In 1995 he founded a university theater company, and at the same time he took part in numerous theatrical productions in the most varied roles: assistant director, author, actor and set designer. This link with the theater world still exists today and reflects on his cinematographic production.
The turning point happened in year 2000, when he started to make personal works as a director. In 2003 he founded the Arta Atelier, which is recognizes as an experimental center offering a multimedia approach to theater, short films and documentaries.
In 2005 he took part in the Berlinale Talent Campus by presenting his short film Move it (2004); the following year he moved to the German capital city, where he still lives today. At the International Berlin Film Festival he also presented his first documentary Football Undercover, co-directed with David Assman, a work that tells the story of the first women’s football match played in Iran after the ‘ revolution in 1979. Thanks to this work Najafi won two Teddy Awards at the Berlin Film Festival, one specifically awarded for his work being the “Best Documentary”, and many other prizes awarded at over 50 international festivals. For the first time in this work we can understand the poetry that the director puts into his work: his wish to make people reflect, to communicate the sense of life, of beauty and trying to reveal the problems among far away countries, not much geographically but mostly culturally apart.
After this success Ayat Najafi continued to work as a director and playwright and many of his works are staged in Berlin. He is member of the Jury in various international festivals and writes articles and essays for several German and Iranian magazines and newspapers.

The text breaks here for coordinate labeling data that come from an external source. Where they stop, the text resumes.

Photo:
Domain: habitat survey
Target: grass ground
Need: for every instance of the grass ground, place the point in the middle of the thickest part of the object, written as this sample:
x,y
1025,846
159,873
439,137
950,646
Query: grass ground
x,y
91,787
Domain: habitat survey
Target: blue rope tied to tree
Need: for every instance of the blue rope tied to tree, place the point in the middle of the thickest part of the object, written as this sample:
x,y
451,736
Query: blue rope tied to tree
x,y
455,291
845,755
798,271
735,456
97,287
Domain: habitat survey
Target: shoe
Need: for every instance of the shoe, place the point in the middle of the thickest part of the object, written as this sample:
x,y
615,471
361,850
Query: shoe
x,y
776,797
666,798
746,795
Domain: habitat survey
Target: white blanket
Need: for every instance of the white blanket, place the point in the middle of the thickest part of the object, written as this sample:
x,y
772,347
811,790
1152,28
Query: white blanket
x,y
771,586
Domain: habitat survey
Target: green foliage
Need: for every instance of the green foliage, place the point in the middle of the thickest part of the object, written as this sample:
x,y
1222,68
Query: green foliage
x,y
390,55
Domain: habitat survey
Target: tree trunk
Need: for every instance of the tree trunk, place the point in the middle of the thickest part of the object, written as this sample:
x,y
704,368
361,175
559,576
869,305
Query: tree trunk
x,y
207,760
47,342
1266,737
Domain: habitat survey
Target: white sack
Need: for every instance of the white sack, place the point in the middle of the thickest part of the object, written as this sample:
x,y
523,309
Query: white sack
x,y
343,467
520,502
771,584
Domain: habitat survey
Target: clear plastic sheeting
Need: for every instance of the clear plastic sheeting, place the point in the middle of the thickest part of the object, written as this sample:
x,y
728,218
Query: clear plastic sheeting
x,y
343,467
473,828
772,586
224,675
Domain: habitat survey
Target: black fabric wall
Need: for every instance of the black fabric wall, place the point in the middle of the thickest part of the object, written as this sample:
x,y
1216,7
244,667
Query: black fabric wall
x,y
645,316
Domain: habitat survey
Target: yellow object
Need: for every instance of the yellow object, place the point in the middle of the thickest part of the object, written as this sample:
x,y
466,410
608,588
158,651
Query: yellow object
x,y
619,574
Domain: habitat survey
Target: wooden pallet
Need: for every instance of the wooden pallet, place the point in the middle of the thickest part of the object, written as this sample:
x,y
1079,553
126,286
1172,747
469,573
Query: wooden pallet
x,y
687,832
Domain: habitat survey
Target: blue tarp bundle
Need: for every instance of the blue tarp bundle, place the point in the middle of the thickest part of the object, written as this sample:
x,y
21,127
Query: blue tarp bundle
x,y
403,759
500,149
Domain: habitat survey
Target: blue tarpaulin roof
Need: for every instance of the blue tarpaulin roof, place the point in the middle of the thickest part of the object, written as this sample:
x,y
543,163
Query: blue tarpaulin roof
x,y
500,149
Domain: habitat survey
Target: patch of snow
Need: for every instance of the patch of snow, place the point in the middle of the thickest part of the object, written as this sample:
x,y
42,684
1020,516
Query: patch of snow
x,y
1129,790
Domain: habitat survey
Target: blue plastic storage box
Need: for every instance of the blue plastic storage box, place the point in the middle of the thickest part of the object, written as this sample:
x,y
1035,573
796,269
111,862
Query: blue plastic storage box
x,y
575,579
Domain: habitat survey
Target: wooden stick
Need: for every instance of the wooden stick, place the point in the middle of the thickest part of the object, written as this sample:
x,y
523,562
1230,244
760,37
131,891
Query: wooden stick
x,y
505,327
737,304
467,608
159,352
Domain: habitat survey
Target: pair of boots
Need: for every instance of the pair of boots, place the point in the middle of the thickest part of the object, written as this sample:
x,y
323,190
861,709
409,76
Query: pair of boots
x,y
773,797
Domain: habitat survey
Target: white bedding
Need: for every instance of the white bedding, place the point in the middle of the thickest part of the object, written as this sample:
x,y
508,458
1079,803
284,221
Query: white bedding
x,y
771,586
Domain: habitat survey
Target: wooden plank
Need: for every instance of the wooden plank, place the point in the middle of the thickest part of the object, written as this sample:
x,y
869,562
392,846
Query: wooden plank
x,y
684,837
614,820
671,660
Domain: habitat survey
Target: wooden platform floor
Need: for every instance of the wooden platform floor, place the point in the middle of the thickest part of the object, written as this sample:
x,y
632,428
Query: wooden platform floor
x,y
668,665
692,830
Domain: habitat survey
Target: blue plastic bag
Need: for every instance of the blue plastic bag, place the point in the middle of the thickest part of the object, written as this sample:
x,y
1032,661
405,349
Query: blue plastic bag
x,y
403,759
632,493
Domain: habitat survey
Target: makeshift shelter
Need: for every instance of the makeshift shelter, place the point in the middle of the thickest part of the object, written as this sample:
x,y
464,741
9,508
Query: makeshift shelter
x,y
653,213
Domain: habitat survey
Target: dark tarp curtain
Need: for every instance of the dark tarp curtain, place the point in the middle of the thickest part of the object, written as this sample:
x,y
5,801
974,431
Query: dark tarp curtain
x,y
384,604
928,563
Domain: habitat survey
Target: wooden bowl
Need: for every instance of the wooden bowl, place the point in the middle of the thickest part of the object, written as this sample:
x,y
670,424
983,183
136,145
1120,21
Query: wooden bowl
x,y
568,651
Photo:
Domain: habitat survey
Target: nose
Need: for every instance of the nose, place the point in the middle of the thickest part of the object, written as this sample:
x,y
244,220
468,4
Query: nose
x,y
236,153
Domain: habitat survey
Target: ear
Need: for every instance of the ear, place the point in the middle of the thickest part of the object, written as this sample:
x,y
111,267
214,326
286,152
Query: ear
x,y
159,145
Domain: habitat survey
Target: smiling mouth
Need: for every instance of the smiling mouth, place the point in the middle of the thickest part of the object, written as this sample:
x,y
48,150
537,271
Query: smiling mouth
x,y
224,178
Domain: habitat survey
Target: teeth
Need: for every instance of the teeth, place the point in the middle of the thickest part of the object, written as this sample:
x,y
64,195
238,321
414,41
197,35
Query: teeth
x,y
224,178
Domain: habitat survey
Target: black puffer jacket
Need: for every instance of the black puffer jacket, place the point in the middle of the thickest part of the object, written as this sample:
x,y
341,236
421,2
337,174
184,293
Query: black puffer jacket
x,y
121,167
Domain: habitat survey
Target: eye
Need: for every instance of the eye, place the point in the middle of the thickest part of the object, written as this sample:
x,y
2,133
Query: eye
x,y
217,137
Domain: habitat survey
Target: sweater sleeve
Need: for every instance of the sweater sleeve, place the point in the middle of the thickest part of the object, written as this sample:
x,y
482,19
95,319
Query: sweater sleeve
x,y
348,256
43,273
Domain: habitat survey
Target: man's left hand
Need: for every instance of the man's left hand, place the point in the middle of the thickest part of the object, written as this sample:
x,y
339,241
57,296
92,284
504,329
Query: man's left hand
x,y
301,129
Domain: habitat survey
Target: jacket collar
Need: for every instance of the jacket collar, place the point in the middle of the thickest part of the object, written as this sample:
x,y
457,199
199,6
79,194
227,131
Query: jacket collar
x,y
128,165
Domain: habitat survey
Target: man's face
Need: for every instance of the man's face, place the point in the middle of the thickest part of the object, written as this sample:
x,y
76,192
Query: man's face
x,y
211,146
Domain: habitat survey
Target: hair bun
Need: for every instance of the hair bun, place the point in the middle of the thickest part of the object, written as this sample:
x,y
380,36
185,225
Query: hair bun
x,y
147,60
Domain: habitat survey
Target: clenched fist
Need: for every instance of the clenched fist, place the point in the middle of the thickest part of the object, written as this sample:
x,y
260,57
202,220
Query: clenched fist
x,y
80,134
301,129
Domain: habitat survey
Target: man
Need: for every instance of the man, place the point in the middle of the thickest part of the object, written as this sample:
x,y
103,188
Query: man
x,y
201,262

In 2014 he presented the documentary No Land’s Song at the Montreal World Film Festival, that will soon become another success. By narrating this story of music giving it a feminine interpretation, Najafi not only tries to express his dreams but wants to use the power of art to communicate and fight against injustice.
Finally, in 2016 he presented the short film Nothing Has Ever Happened Here, a reportage on the possible devastating effects of a war in Iran that has never taken place.
Filmography
Nothing has ever happened here (2016), short movie
No land’s song (2014), documentary
Football Under Cover (2008), documentary
Move it (2005), short movie
No Land’s Song (2014)
No Land’s Song represents one of Ayat Najafi’s most recent achievements. Presented at countless festivals and distributed in 2014, it obtained an international consensus. It is a documentary dedicated to the consequences of the 1979 Revolution. In particular, it tells the story of a young composer, Sara Najafi, who decides to organize a women solo concert in Teheran, violating the law of the new regime that explicitly forbids it.
“How can the beauty of music represent a struggle against the absurdity and ignorance of human law?” The documentary is also addressed to the antagonists of history, to those who have determined this problem and who consider female voices as a potential danger.